As digital nomads, it is unlikely that you will have to go through the BF test since you do not settle in one country to establish residency.
Step 3
Tax Due Dates & Filing Requirements
If you live outside the US on April 15, you have until June 15 to file your taxes. Besides the usual tax obligations, digital nomads may also need to submit the FBAR (Foreign Bank Account Report). This report must be filed by June 30 and includes information on all non-US financial accounts (such as checking, savings, brokerage, pension, etc.). From 2017 (for 2016 reporting) onwards, the due date for the FBAR is changing to April 15, with the possibility of extending it to October 15. If you have a bank account overseas.
If you have US sourced income, such as being a contractor for a Massachusetts firm who issues you a 1099, you may still have state tax filing obligations even if you file an extension to extend your federal return until October 15.
Self-Employed? Important Info
If you have an employer, regardless of whether they are in the US or another country, you are not obligated to make self-employment tax payments, such as Social Security and Medicare. It is the duty of your employer to handle these payments on your behalf.
If you are a digital nomad who is self-employed, you may be responsible for paying SECA (Self-Employed Contributions Act) tax. It is important to carefully consider which country you choose as your destination, as certain countries have entered into a ‘Totalization Agreement’. If you live in a country that has signed this agreement, you are not required to pay SECA tax.
Totalization Agreements Explained
- International Social Security agreements, often called “Totalization agreements,” have two main purposes.
- First, they eliminate dual Social Security taxation, the situation that occurs when a worker from one country works in another country and is required to pay Social Security taxes to both countries on the same earnings.

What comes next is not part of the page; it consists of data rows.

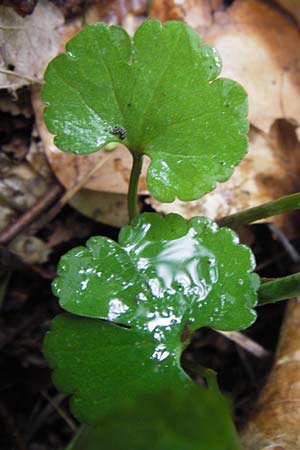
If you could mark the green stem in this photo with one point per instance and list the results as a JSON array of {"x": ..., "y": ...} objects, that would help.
[
  {"x": 133, "y": 185},
  {"x": 280, "y": 206},
  {"x": 279, "y": 289}
]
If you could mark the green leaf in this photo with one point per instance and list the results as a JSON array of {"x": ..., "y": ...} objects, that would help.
[
  {"x": 164, "y": 276},
  {"x": 159, "y": 95},
  {"x": 105, "y": 365},
  {"x": 197, "y": 419},
  {"x": 165, "y": 273}
]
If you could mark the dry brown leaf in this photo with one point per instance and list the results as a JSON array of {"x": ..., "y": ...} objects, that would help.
[
  {"x": 103, "y": 207},
  {"x": 259, "y": 45},
  {"x": 270, "y": 169},
  {"x": 292, "y": 6},
  {"x": 197, "y": 13},
  {"x": 27, "y": 44},
  {"x": 260, "y": 48},
  {"x": 275, "y": 423}
]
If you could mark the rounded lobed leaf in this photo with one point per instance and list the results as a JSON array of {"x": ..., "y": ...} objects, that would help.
[
  {"x": 105, "y": 365},
  {"x": 159, "y": 95},
  {"x": 193, "y": 419},
  {"x": 164, "y": 273}
]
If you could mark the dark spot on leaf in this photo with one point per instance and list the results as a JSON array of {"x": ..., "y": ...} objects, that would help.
[{"x": 119, "y": 131}]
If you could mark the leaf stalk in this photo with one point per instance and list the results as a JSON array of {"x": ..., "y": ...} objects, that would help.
[
  {"x": 133, "y": 185},
  {"x": 274, "y": 208}
]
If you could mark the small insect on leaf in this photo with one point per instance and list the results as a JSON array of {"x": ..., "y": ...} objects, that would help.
[
  {"x": 119, "y": 131},
  {"x": 160, "y": 91}
]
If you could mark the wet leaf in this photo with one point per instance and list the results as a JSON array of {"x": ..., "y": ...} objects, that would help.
[
  {"x": 123, "y": 91},
  {"x": 105, "y": 365},
  {"x": 163, "y": 274},
  {"x": 197, "y": 419}
]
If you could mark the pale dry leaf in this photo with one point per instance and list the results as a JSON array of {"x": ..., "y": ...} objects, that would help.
[
  {"x": 110, "y": 209},
  {"x": 16, "y": 104},
  {"x": 20, "y": 185},
  {"x": 260, "y": 48},
  {"x": 292, "y": 6},
  {"x": 270, "y": 170},
  {"x": 197, "y": 13},
  {"x": 275, "y": 422},
  {"x": 27, "y": 44},
  {"x": 30, "y": 249}
]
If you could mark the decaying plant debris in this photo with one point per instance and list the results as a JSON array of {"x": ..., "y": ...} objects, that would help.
[{"x": 34, "y": 413}]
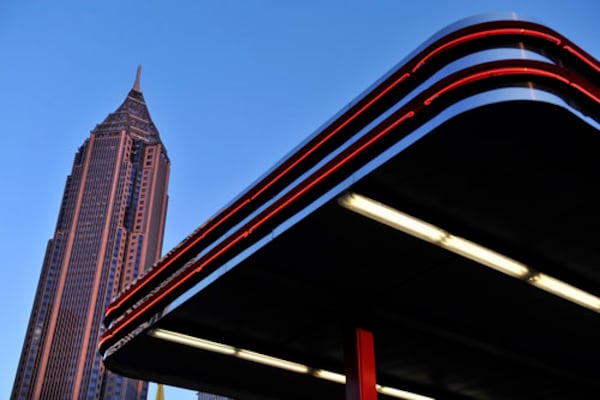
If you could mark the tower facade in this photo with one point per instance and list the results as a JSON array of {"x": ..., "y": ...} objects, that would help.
[{"x": 109, "y": 231}]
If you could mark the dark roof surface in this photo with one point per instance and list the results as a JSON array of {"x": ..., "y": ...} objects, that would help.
[{"x": 516, "y": 174}]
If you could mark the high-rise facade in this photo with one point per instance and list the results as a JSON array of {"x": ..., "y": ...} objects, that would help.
[{"x": 109, "y": 231}]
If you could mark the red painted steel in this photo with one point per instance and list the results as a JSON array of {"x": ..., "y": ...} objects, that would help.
[
  {"x": 359, "y": 357},
  {"x": 440, "y": 46}
]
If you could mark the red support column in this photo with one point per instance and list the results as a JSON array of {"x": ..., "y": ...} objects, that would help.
[{"x": 359, "y": 357}]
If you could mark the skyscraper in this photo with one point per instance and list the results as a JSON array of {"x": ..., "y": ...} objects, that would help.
[{"x": 109, "y": 231}]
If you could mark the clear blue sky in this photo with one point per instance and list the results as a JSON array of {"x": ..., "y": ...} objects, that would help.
[{"x": 231, "y": 85}]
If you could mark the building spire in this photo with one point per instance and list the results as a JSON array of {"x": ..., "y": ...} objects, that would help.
[{"x": 136, "y": 85}]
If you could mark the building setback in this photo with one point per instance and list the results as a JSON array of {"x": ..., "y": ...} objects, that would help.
[{"x": 109, "y": 231}]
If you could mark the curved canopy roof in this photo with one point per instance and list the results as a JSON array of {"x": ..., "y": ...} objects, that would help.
[{"x": 451, "y": 210}]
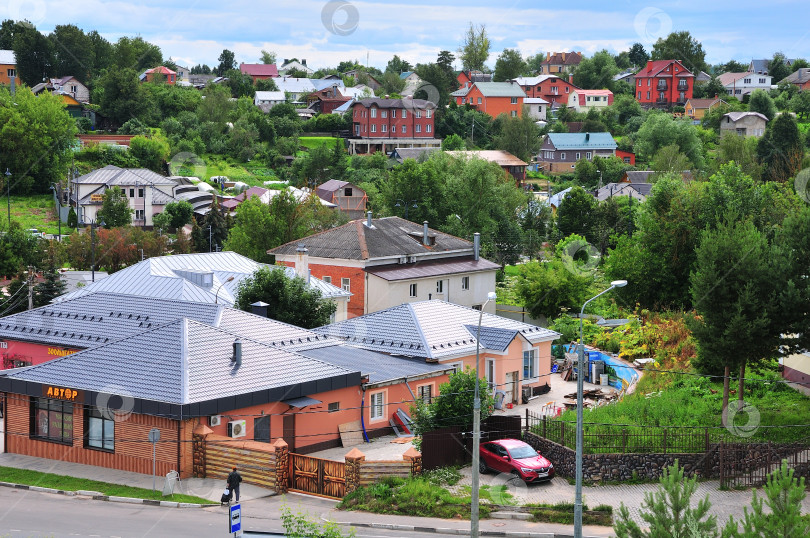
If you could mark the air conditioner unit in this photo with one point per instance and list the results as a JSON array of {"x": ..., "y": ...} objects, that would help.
[{"x": 237, "y": 428}]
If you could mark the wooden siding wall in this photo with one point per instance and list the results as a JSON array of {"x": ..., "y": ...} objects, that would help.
[{"x": 133, "y": 451}]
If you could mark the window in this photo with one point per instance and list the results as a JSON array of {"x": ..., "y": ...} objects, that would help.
[
  {"x": 52, "y": 420},
  {"x": 99, "y": 430},
  {"x": 377, "y": 406},
  {"x": 529, "y": 364}
]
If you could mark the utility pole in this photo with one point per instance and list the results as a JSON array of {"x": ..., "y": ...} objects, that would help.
[{"x": 30, "y": 287}]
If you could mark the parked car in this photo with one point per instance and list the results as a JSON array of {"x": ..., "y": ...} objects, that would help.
[{"x": 515, "y": 457}]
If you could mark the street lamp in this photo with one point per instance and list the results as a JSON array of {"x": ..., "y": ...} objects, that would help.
[
  {"x": 216, "y": 295},
  {"x": 406, "y": 205},
  {"x": 477, "y": 425},
  {"x": 93, "y": 225},
  {"x": 580, "y": 381},
  {"x": 8, "y": 195}
]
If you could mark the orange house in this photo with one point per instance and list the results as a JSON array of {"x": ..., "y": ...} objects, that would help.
[{"x": 493, "y": 98}]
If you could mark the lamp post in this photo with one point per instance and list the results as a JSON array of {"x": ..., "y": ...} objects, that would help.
[
  {"x": 8, "y": 195},
  {"x": 406, "y": 205},
  {"x": 93, "y": 225},
  {"x": 477, "y": 425},
  {"x": 216, "y": 295},
  {"x": 580, "y": 381}
]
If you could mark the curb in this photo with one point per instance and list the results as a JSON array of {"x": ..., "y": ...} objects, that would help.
[
  {"x": 96, "y": 496},
  {"x": 458, "y": 532}
]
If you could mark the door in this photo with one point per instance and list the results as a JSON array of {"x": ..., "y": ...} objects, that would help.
[
  {"x": 288, "y": 431},
  {"x": 261, "y": 429}
]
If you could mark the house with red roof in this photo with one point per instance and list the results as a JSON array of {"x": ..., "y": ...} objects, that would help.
[
  {"x": 259, "y": 71},
  {"x": 160, "y": 73},
  {"x": 664, "y": 84}
]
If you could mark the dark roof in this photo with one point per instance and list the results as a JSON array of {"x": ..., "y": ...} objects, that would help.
[
  {"x": 378, "y": 367},
  {"x": 388, "y": 237},
  {"x": 445, "y": 266},
  {"x": 493, "y": 338}
]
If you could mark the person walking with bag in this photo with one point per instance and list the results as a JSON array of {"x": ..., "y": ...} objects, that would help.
[{"x": 234, "y": 479}]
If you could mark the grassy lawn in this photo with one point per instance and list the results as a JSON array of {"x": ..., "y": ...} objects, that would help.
[
  {"x": 311, "y": 142},
  {"x": 33, "y": 211},
  {"x": 69, "y": 483}
]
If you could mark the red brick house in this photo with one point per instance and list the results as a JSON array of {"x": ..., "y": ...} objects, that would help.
[
  {"x": 170, "y": 77},
  {"x": 259, "y": 71},
  {"x": 553, "y": 89},
  {"x": 664, "y": 83},
  {"x": 493, "y": 98}
]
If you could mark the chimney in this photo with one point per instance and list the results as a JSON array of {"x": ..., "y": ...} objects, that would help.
[
  {"x": 237, "y": 352},
  {"x": 302, "y": 262},
  {"x": 259, "y": 308}
]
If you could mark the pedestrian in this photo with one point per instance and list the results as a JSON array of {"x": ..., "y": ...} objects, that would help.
[{"x": 234, "y": 478}]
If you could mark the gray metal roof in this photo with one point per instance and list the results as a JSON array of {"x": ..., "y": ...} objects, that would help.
[
  {"x": 183, "y": 362},
  {"x": 389, "y": 236},
  {"x": 427, "y": 329},
  {"x": 493, "y": 337},
  {"x": 378, "y": 367},
  {"x": 446, "y": 266},
  {"x": 200, "y": 278}
]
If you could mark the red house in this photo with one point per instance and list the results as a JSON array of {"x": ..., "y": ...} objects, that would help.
[
  {"x": 169, "y": 75},
  {"x": 259, "y": 71},
  {"x": 663, "y": 84},
  {"x": 493, "y": 98},
  {"x": 553, "y": 89}
]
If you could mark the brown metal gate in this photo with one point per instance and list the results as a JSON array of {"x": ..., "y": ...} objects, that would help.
[{"x": 317, "y": 476}]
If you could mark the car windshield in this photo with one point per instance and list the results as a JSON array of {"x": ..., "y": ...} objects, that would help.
[{"x": 520, "y": 452}]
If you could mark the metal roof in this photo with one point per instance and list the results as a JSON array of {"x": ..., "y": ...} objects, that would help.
[
  {"x": 427, "y": 329},
  {"x": 183, "y": 362},
  {"x": 446, "y": 266},
  {"x": 378, "y": 367},
  {"x": 189, "y": 277}
]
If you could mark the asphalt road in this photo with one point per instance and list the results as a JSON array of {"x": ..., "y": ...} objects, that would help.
[{"x": 25, "y": 514}]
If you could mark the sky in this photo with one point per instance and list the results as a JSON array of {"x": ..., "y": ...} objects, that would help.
[{"x": 327, "y": 32}]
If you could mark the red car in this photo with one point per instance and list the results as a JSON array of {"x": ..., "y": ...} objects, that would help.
[{"x": 515, "y": 457}]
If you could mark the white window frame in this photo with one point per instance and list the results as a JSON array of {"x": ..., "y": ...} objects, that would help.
[{"x": 376, "y": 406}]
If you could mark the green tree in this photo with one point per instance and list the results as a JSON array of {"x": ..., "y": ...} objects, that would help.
[
  {"x": 227, "y": 62},
  {"x": 290, "y": 300},
  {"x": 576, "y": 213},
  {"x": 454, "y": 404},
  {"x": 638, "y": 56},
  {"x": 36, "y": 137},
  {"x": 596, "y": 72},
  {"x": 115, "y": 210},
  {"x": 510, "y": 64},
  {"x": 681, "y": 46},
  {"x": 761, "y": 102},
  {"x": 784, "y": 494},
  {"x": 474, "y": 50},
  {"x": 780, "y": 150},
  {"x": 668, "y": 512},
  {"x": 33, "y": 53},
  {"x": 73, "y": 52}
]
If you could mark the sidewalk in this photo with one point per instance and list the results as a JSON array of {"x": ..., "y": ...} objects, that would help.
[{"x": 207, "y": 488}]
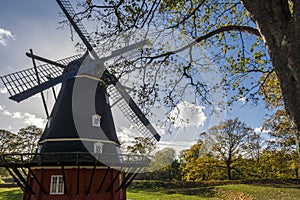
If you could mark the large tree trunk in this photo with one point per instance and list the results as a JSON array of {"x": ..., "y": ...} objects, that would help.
[
  {"x": 280, "y": 30},
  {"x": 228, "y": 169}
]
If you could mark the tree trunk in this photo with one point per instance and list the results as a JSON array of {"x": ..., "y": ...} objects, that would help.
[
  {"x": 228, "y": 169},
  {"x": 279, "y": 28}
]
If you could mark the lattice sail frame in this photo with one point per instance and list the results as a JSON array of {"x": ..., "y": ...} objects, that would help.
[{"x": 21, "y": 81}]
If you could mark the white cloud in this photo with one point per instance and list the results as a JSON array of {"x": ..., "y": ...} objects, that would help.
[
  {"x": 261, "y": 130},
  {"x": 187, "y": 114},
  {"x": 6, "y": 112},
  {"x": 31, "y": 119},
  {"x": 26, "y": 118},
  {"x": 243, "y": 100},
  {"x": 3, "y": 90},
  {"x": 5, "y": 35}
]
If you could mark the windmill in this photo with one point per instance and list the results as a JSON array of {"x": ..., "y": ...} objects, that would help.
[{"x": 78, "y": 152}]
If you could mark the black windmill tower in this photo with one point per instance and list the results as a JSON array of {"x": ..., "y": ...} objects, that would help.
[{"x": 78, "y": 153}]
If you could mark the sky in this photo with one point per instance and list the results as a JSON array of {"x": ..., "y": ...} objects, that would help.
[{"x": 33, "y": 24}]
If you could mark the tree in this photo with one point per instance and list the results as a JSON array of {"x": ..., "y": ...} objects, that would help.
[
  {"x": 141, "y": 146},
  {"x": 231, "y": 141},
  {"x": 197, "y": 166},
  {"x": 251, "y": 36},
  {"x": 28, "y": 139}
]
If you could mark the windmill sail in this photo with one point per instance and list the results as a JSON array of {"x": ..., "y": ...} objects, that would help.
[
  {"x": 24, "y": 84},
  {"x": 135, "y": 112}
]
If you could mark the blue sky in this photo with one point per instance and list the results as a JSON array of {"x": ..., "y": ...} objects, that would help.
[{"x": 33, "y": 24}]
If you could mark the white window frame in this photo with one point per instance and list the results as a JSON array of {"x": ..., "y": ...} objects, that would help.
[
  {"x": 98, "y": 144},
  {"x": 56, "y": 189},
  {"x": 96, "y": 120}
]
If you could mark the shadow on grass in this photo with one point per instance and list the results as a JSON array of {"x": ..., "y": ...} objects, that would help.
[
  {"x": 204, "y": 192},
  {"x": 11, "y": 195}
]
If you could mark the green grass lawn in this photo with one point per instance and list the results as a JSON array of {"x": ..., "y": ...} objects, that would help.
[
  {"x": 11, "y": 194},
  {"x": 235, "y": 191}
]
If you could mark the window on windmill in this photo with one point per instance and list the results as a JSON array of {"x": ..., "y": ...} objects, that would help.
[
  {"x": 107, "y": 99},
  {"x": 96, "y": 120},
  {"x": 98, "y": 147},
  {"x": 39, "y": 149},
  {"x": 57, "y": 184},
  {"x": 49, "y": 122}
]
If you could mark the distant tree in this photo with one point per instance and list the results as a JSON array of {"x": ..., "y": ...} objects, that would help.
[
  {"x": 197, "y": 166},
  {"x": 164, "y": 165},
  {"x": 231, "y": 141},
  {"x": 276, "y": 164},
  {"x": 141, "y": 146},
  {"x": 8, "y": 141},
  {"x": 28, "y": 139}
]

- Key note – if your return is filed properly, you will not pay self employment taxes in both countries and avoid double taxation.
- Second, the agreements help fill gaps in benefit protection for workers who have divided their careers between the United States and another country.
- Under a Totalization agreement, if a worker has some U.S. coverage but not enough to qualify for benefits, SSA will count periods of coverage that the worker has earned under the Social Security program of an agreement country.
- In the same way, a country party to an agreement with the United States will take into account a worker’s coverage under the U.S. program if it is needed to qualify for that country’s Social Security benefits.